Live status
10 anchors mark healthy but the last reproduction is more than 14 days old — re-running would refresh the signal.
1 anchor sit in fallback: the driver couldn't access the paper's cited dataset (typically because ImageNet-1k is HuggingFace-gated and our Modal sandbox is hermetic per PRD §18.X.1, so no HF_TOKEN). The driver ran on a subset (imagenette / CIFAR-10) and correctly stamped protocol_match=proxy. This is not a platform regression — it's a structural limitation with an honest signal.
Anchor table
Each row is a single anchor. Click the paper link for the full verdict + evidence; click citationto see the driver's structurally-typed claim citation that the validator gates against.
| Model | Section / Row | Paper | Measured | Δ | ± | State | Last run |
|---|---|---|---|---|---|---|---|
| BERT-base1810.04805 | Table 6·BERT-BASE | 93.5 | 94.7 | +1.2 | 3.0 | healthy (stale) | 2026-05-15 |
| RoBERTa-base1907.11692 | Table 8·RoBERTa | 90.2 | 90.5 | +0.3 | 3.0 | healthy (stale) | 2026-05-15 |
| DistilBERT1910.01108 | Table 2·DistilBERT | 91.3 | 91.5 | +0.2 | 3.0 | healthy (stale) | 2026-05-15 |
| ELECTRA-base2003.10555 | Table 1·ELECTRA-Base | 88.5 | 87.7 | -0.8 | 3.0 | healthy (stale) | 2026-05-14 |
| ALBERT-base1909.11942 | Table 2·ALBERT-base | 89.3 | 90.7 | +1.4 | 3.0 | healthy (stale) | 2026-05-14 |
| T5-small1910.10683 | Table 14·T5-Small | 82.4 | 81.5 | -0.9 | 3.0 | healthy (stale) | 2026-05-14 |
| ViT-B/162010.11929 | Table 5·ViT-B/16 | 99.0 | 97.7 | -1.3 | 1.5 | healthy (stale) | 2026-05-14 |
| CLIP ViT-B/162103.00020 | Table 11·ViT-B/16 | 91.6 | 88.7 | -2.9 | 3.0 | healthy (stale) | 2026-05-14 |
| ResNet-501512.03385 | Table 3·ResNet-50 | 76.0 | 42.0 | -34.0 | 3.0 | fallback | 2026-05-14 |
| ConvNeXt-tiny2201.03545 | Table 1·ConvNeXt-T | 82.1 | — | — | 3.0 | no data | 2026-05-14 |
The anchor contract
An anchor passes when the latest reproduction's measured value sits inside its tolerance band. The tolerance is set per-anchor to absorb known sources of variance (microslice vs full benchmark, community fine-tune vs paper checkpoint, prompt-template sensitivity for zero-shot tasks). A drift alarm is the platform telling itself: something has changed since this anchor was last calibrated.

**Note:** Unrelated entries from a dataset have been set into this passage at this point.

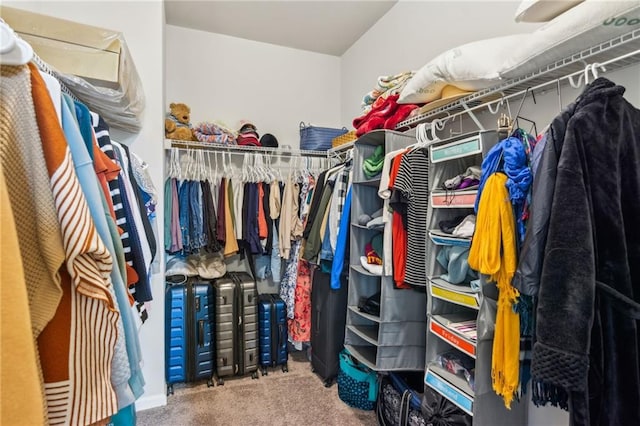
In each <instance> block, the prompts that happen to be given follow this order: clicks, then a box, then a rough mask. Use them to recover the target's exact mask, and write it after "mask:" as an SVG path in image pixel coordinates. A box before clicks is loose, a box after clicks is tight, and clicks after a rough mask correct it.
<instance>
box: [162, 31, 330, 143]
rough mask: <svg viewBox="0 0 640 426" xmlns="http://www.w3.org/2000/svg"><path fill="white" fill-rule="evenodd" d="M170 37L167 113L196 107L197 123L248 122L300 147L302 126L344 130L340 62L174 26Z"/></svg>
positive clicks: (315, 54)
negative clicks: (343, 125) (339, 125)
mask: <svg viewBox="0 0 640 426" xmlns="http://www.w3.org/2000/svg"><path fill="white" fill-rule="evenodd" d="M274 25H276V24H275V23H274ZM279 25H288V24H287V23H281V24H279ZM165 37H166V43H167V60H166V99H167V105H166V108H167V109H168V104H169V103H170V102H184V103H186V104H188V105H189V106H190V107H191V122H192V124H194V125H195V124H197V123H199V122H201V121H218V120H220V121H222V122H224V123H226V124H227V125H228V126H230V127H231V128H232V129H235V130H237V124H238V122H239V121H240V120H243V119H248V120H252V121H254V124H255V125H256V127H257V128H258V133H259V134H260V135H262V134H264V133H271V134H273V135H275V136H276V138H278V141H279V143H280V145H281V146H282V145H290V146H291V147H293V148H297V147H298V146H299V139H300V134H299V124H300V122H301V121H304V122H305V123H309V122H310V123H312V124H314V125H317V126H326V127H340V126H339V124H340V58H338V57H336V56H330V55H324V54H319V53H312V52H308V51H304V50H297V49H291V48H287V47H281V46H276V45H272V44H267V43H259V42H255V41H250V40H245V39H241V38H236V37H230V36H226V35H221V34H212V33H207V32H203V31H198V30H191V29H186V28H182V27H176V26H172V25H167V26H166V35H165Z"/></svg>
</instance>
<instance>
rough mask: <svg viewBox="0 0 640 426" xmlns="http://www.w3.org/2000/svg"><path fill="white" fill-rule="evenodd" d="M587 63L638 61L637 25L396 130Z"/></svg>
mask: <svg viewBox="0 0 640 426" xmlns="http://www.w3.org/2000/svg"><path fill="white" fill-rule="evenodd" d="M587 60H588V62H587ZM588 63H592V64H593V63H598V64H600V65H606V66H607V72H609V71H615V70H618V69H622V68H624V67H627V66H630V65H635V64H638V63H640V29H637V30H634V31H632V32H629V33H627V34H624V35H621V36H619V37H616V38H614V39H611V40H609V41H606V42H604V43H601V44H599V45H597V46H593V47H590V48H588V49H585V50H583V51H581V52H579V53H576V54H574V55H571V56H569V57H566V58H564V59H560V60H558V61H556V62H554V63H553V64H550V65H548V66H546V67H544V68H541V69H539V70H538V71H536V72H533V73H529V74H527V75H525V76H522V77H518V78H513V79H510V80H507V81H505V82H503V83H502V84H500V85H498V86H494V87H490V88H488V89H483V90H480V91H477V92H475V93H473V94H471V95H469V96H465V97H464V98H461V99H458V100H456V101H454V102H452V103H450V104H447V105H444V106H442V107H440V108H437V109H434V110H433V111H429V112H427V113H425V114H422V115H419V116H416V117H411V118H409V119H407V120H404V121H402V122H400V123H398V125H397V126H396V130H407V129H409V128H411V127H414V126H416V125H417V124H419V123H423V122H428V121H432V120H433V119H435V118H441V117H443V116H453V115H459V114H461V113H463V112H465V111H466V110H467V109H466V108H465V105H466V107H467V108H470V109H478V108H481V107H484V106H486V105H489V104H491V103H494V102H499V100H500V99H504V98H508V97H513V96H517V95H520V94H523V93H525V92H526V91H527V90H537V89H540V88H542V87H545V86H548V85H551V84H555V83H557V82H558V81H559V80H560V79H565V78H568V77H569V76H575V75H577V74H579V73H581V72H583V71H584V69H585V66H586V65H587V64H588ZM496 99H497V100H498V101H496Z"/></svg>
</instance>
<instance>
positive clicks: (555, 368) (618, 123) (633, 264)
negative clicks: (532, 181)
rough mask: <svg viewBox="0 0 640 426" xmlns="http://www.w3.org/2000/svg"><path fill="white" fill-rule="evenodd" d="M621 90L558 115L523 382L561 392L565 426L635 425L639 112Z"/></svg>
mask: <svg viewBox="0 0 640 426" xmlns="http://www.w3.org/2000/svg"><path fill="white" fill-rule="evenodd" d="M624 90H625V89H624V88H623V87H621V86H616V85H615V84H614V83H612V82H610V81H609V80H607V79H604V78H599V79H597V80H596V81H594V82H593V83H592V84H590V85H589V86H588V87H587V88H586V89H585V91H584V93H583V94H582V95H581V96H580V98H579V99H578V100H576V102H575V110H574V113H573V115H572V116H570V117H569V116H566V115H563V118H564V117H566V119H567V121H566V132H565V134H564V143H563V144H562V150H561V152H559V153H557V154H558V166H557V175H556V179H555V184H554V188H555V190H554V189H551V190H552V191H553V201H552V204H551V211H550V217H549V227H548V233H547V238H546V240H547V241H546V245H545V249H544V259H543V263H542V273H541V277H540V289H539V293H538V304H537V310H536V317H537V318H536V343H535V345H534V349H533V360H532V376H533V377H534V378H535V379H540V380H543V381H545V382H547V383H552V384H554V385H556V386H559V387H562V388H564V389H565V390H567V392H568V393H569V409H570V413H571V421H572V425H603V426H604V425H607V426H609V425H640V361H639V353H640V352H639V351H640V346H639V343H640V334H639V328H638V319H640V304H639V303H638V302H640V111H639V110H638V109H636V108H634V107H633V106H632V105H631V104H629V103H628V102H627V101H626V100H625V99H624V98H623V93H624ZM541 167H542V165H541ZM532 208H535V205H534V206H533V207H532Z"/></svg>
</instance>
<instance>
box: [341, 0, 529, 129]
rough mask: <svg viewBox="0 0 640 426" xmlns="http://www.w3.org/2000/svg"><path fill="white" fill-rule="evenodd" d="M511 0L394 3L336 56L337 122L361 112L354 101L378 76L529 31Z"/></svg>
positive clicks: (354, 117) (359, 100)
mask: <svg viewBox="0 0 640 426" xmlns="http://www.w3.org/2000/svg"><path fill="white" fill-rule="evenodd" d="M517 4H518V3H517V2H514V1H479V0H476V1H457V0H451V1H427V0H422V1H407V0H400V1H399V2H398V3H397V4H396V5H395V6H394V7H393V8H392V9H391V10H389V12H387V14H386V15H384V16H383V17H382V18H381V19H380V20H379V21H378V22H376V24H375V25H374V26H373V27H371V29H370V30H369V31H367V32H366V33H365V34H364V35H363V36H362V37H360V39H359V40H358V41H357V42H356V43H354V44H353V46H351V48H350V49H349V50H347V52H345V54H344V55H343V56H342V63H341V79H342V88H343V90H342V101H341V111H342V112H341V114H342V115H341V116H342V123H343V125H345V126H349V127H351V122H352V121H353V119H354V118H355V117H358V116H359V115H360V113H361V108H360V102H361V100H362V97H363V96H364V94H365V93H367V92H369V91H370V90H372V89H373V87H374V86H375V83H376V81H377V78H378V76H381V75H393V74H397V73H399V72H402V71H411V70H418V69H420V67H422V66H423V65H424V64H426V63H427V62H428V61H429V60H431V59H432V58H434V57H435V56H437V55H438V54H440V53H442V52H444V51H446V50H448V49H450V48H452V47H455V46H459V45H461V44H464V43H468V42H471V41H475V40H480V39H485V38H491V37H498V36H502V35H508V34H516V33H525V32H529V31H533V30H534V29H535V28H537V27H538V26H539V24H516V23H515V22H514V20H513V16H514V12H515V10H516V6H517Z"/></svg>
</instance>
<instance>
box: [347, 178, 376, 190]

Anchors are curated, not auto-generated. Adding one requires editing src/lib/anchors.ts with a written rationale, and the corresponding driver's CLAIM_CITATION must match the anchor's expected value exactly. The test suite in tests/unit/anchors.test.ts enforces structural soundness of the list.
Why this exists
On 2026-05-13 we retracted 7 public WRONG verdicts that turned out to be false positives — every one was a citation problem. The Verdict Validator (C1 structural + C2 textual gates) addresses the citation-side failure mode: a driver can no longer publish a WRONG against a made-up paper headline. Anchor probes address the orthogonal failure mode: a driver that's measuring the right thing, against the right paper headline, but now measuring it wrongbecause some part of the execution stack has drifted. Both gates together are the platform's answer to PRD §3 #1 (“evidence first”). The full self-correction quadrant adds two more surfaces: /legal/retractions (historical false positives) and /skipped (papers we deliberately did not reproduce).